Auto-update Logstash on Insert on SQL Server

Hi,
I am working with Logstash and Elasticsearch but I have a problem. In my case I want Elasticsearch to be updated with the new data added into a SQL Database, all done via Logstash.
I set the configuration file as below:

input {
    jdbc {
        jdbc_connection_string => "JDBC-Connection-String"
        jdbc_driver_class => "com.microsoft.sqlserver.jdbc.SQLServerDriver"
        jdbc_user => "JDBC-Connection-User"
        jdbc_driver_library => "JDBC-Driver-Path"

        statement => "SELECT MyCol1 MyCol2 FROM MyTable"
        use_column_value => true
        tracking_column => "MyCol1"
        tracking_column_type => "numeric"
        clean_run => true
        schedule => "*/1 * * * *"
    }
}

output {
    elasticsearch {
    hosts => "http://localhost:9200"
    index => "MyIndex"
    document_id => "%{MyCol1}"
}
    stdout { }
}

As you can see, I run a SELECT into all the DB once a minute, than I add new lines found in the DB into Elasticsearch.
It works fine, but my problem is that every time logstash executes the query, it scans all the rows into the DB (I know that it is set to do that, but I haven't found another way) and then it adds in Elasticsearch the ones that are not there yet, obviously causing bad performances.
I am struggling to find a way that Logstash doesn't scans all the DB every time but simply adds the new rows into ElasticSearch.
P.S. MyCol1 is the Primary Key of the SQL table.

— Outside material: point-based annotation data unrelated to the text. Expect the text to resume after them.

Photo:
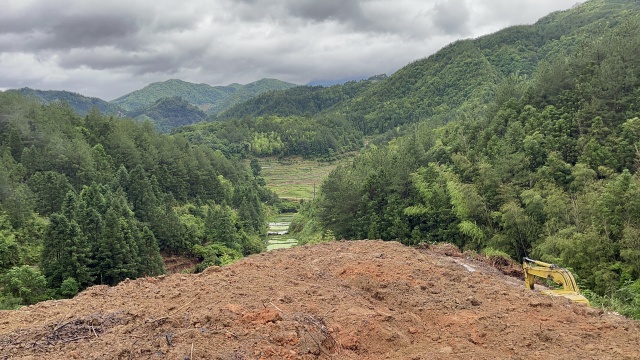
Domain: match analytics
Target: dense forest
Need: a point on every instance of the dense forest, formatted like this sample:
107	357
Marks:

If you have either a timestamp or a sequence that allows you to add a WHERE clause that identifies new entries then you can persist state about which rows have been read. But if not, you have to read the whole table every time.

1 Like

Thank you so much for your response.
For those who have the same problem as me, I added this line to my configuration file:

last_run_metadata_path => "data\.logstash_jdbc_last_run"

Then I modified the query statement as it follows:

statement => "SELECT MyCol1 MyCol2 FROM MyTable WHERE MyCol1 > :sql_last_value"

As you can see, :sql_last_value is where I get the last value read from MyCol1, which is stored into "data\.logstash_jdbc_last_run"

This topic was automatically closed 28 days after the last reply. New replies are no longer allowed.